自己分析では感情だけでなく経験も重要です。志望動機などでアピールする能力の裏付けとして経験を述べる必要があるためです。

きっかけとなる経験のない回答は根拠が無いため、採用担当者に伝わらない可能性があります。

「海外で働きたい」「新規事業に携わりたい」という希望だけが先行し、具体的な経験に基づかない自己分析にならないよう、過去の経験を丁寧に振り返り、自身の強みや適性をしっかりと見極めることが大切です。

「インプット」だけでなく「アウトプット」も行うようにする

こちらは自己分析自体の注意点とはやや離れますが、「自己分析が出来た=内定」という訳ではない点も認識しておきましょう。

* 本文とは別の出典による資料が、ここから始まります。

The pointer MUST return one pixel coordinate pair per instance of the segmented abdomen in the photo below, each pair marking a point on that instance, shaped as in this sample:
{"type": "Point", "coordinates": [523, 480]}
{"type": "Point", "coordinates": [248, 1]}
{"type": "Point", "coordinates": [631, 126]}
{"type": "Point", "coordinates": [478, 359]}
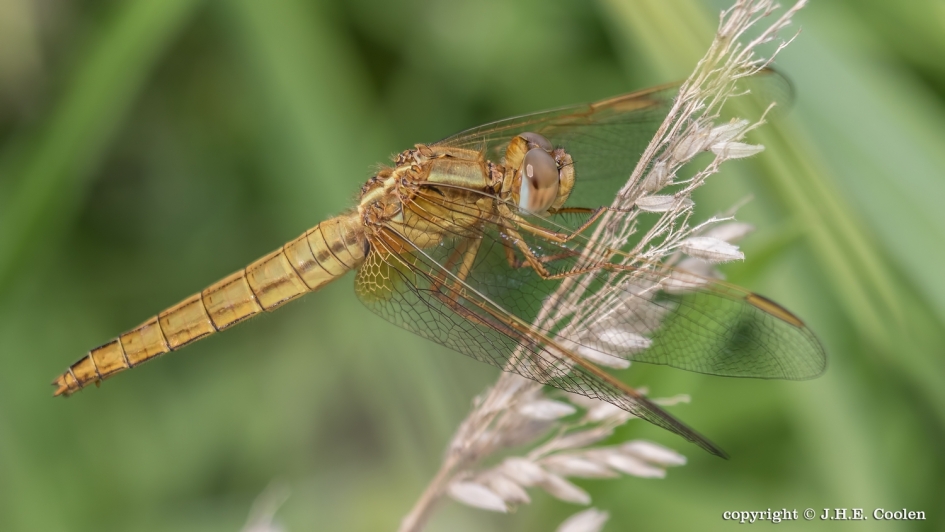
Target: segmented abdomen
{"type": "Point", "coordinates": [305, 264]}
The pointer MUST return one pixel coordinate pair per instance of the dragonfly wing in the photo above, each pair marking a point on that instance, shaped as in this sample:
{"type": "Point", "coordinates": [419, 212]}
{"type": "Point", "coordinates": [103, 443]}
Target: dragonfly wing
{"type": "Point", "coordinates": [416, 291]}
{"type": "Point", "coordinates": [605, 139]}
{"type": "Point", "coordinates": [651, 314]}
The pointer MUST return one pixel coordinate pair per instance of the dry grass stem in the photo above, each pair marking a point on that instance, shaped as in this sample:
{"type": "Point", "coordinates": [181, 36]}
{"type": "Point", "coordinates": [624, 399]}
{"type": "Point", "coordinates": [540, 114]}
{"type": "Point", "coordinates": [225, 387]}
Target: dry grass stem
{"type": "Point", "coordinates": [563, 429]}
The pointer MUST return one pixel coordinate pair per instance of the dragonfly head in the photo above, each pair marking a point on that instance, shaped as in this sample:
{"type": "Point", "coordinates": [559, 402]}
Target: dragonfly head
{"type": "Point", "coordinates": [542, 177]}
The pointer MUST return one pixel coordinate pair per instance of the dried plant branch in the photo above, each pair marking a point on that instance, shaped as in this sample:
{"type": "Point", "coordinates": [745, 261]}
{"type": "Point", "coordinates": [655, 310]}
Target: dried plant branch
{"type": "Point", "coordinates": [516, 412]}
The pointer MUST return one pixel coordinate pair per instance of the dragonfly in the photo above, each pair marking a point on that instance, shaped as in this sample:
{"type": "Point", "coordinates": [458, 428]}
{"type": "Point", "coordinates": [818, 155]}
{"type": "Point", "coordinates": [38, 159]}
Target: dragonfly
{"type": "Point", "coordinates": [467, 240]}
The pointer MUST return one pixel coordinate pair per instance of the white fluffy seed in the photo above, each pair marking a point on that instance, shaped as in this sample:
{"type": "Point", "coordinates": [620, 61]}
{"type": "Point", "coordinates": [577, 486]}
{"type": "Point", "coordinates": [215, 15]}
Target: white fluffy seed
{"type": "Point", "coordinates": [590, 520]}
{"type": "Point", "coordinates": [478, 496]}
{"type": "Point", "coordinates": [546, 409]}
{"type": "Point", "coordinates": [711, 249]}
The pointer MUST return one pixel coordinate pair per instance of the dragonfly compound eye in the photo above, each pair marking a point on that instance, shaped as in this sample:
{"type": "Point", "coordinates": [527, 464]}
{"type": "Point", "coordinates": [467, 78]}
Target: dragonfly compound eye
{"type": "Point", "coordinates": [535, 140]}
{"type": "Point", "coordinates": [539, 181]}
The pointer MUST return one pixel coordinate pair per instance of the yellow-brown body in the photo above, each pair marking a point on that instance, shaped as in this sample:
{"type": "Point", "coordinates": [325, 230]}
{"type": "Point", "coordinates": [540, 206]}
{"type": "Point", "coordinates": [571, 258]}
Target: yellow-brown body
{"type": "Point", "coordinates": [319, 256]}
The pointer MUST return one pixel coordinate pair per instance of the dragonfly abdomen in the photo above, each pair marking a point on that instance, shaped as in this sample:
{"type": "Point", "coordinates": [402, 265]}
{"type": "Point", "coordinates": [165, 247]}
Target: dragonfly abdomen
{"type": "Point", "coordinates": [321, 255]}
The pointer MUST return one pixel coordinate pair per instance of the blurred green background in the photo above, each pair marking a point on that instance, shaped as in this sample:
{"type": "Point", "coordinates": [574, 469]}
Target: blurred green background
{"type": "Point", "coordinates": [150, 147]}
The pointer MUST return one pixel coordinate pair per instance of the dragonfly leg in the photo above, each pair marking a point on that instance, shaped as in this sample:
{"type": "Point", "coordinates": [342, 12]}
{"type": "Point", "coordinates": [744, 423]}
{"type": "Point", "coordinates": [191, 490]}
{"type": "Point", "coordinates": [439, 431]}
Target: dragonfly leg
{"type": "Point", "coordinates": [537, 263]}
{"type": "Point", "coordinates": [555, 236]}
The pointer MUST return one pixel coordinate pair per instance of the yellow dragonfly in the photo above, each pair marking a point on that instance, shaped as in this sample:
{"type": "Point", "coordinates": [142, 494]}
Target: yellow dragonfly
{"type": "Point", "coordinates": [468, 241]}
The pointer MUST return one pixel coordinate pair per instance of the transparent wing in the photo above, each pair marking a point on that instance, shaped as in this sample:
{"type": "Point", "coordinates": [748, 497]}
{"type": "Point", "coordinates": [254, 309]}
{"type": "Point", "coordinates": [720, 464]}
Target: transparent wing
{"type": "Point", "coordinates": [606, 138]}
{"type": "Point", "coordinates": [653, 314]}
{"type": "Point", "coordinates": [474, 293]}
{"type": "Point", "coordinates": [417, 292]}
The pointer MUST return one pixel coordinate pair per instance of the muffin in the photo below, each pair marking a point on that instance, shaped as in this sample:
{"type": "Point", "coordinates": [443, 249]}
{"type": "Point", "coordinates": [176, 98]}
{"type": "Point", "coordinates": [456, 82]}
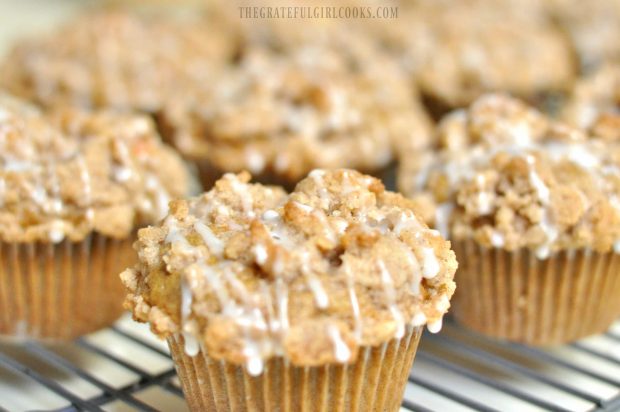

自己分析は経験の把握など一人で考え抜けばやり切れる面も多いですが、実際に内定を得るには選考慣れや面接慣れといったアウトプット能力を高めることも必要になります。

自己分析が完了したら、それを実際に面接で話し、自分のことを伝えられるか挑戦してみましょう。

自己分析結果を志望動機作成に活かす方法

自己分析結果を志望動機作成に活かす方法

下記では、志望動機の作成を例に自己分析結果を活かすステップを紹介します。

自己分析結果を志望動機に活かすためのステップ

(1)自己分析で自分の強み・弱みや価値観などを過去の原体験とセットで整理する
(2)企業選びの軸を明確にする
(3)企業選びの軸に基づき志望企業を探す
(4)志望企業と企業選びの軸との共通点をまとめ志望動機を作成する

まず(1)では、自分の強みや弱み、価値観を過去の経験とセットで洗い出し整理します。次に(2)は、(1)で整理した内容をもとに将来実現したいことを設定し、そこから逆算して企業を選ぶ上で重視する軸を洗い出します。

(3)では、実際に就職活動の軸に合致する企業を選定していきます。(4)では、企業選びの軸とその企業の共通点を整理しておくことで、なぜその企業でないといけないのかという理由が明確に伝わり面接官にも説得力のある説明をすることができます。

まとめ

自己分析のまとめ

今回は自己分析について、自己分析とは何か・目的・何をどこまでやるべきか・やり方・ツール(アプリ・テスト)・シート・本(書籍)・質問・注意点・志望動機への活かし方などを網羅的に解説しました。

自己分析を行うことで、企業選びの軸を決められるようにな、ES・面接での志望動機・自己PR・ガクチカなどの質問に回答できるようになるため、志望企業の内定を獲得するためには不可欠です。

自己分析の全体像を理解できたら次は「自己分析のやり方」の中から、気楽に取り組めるものから実践に移してみましょう。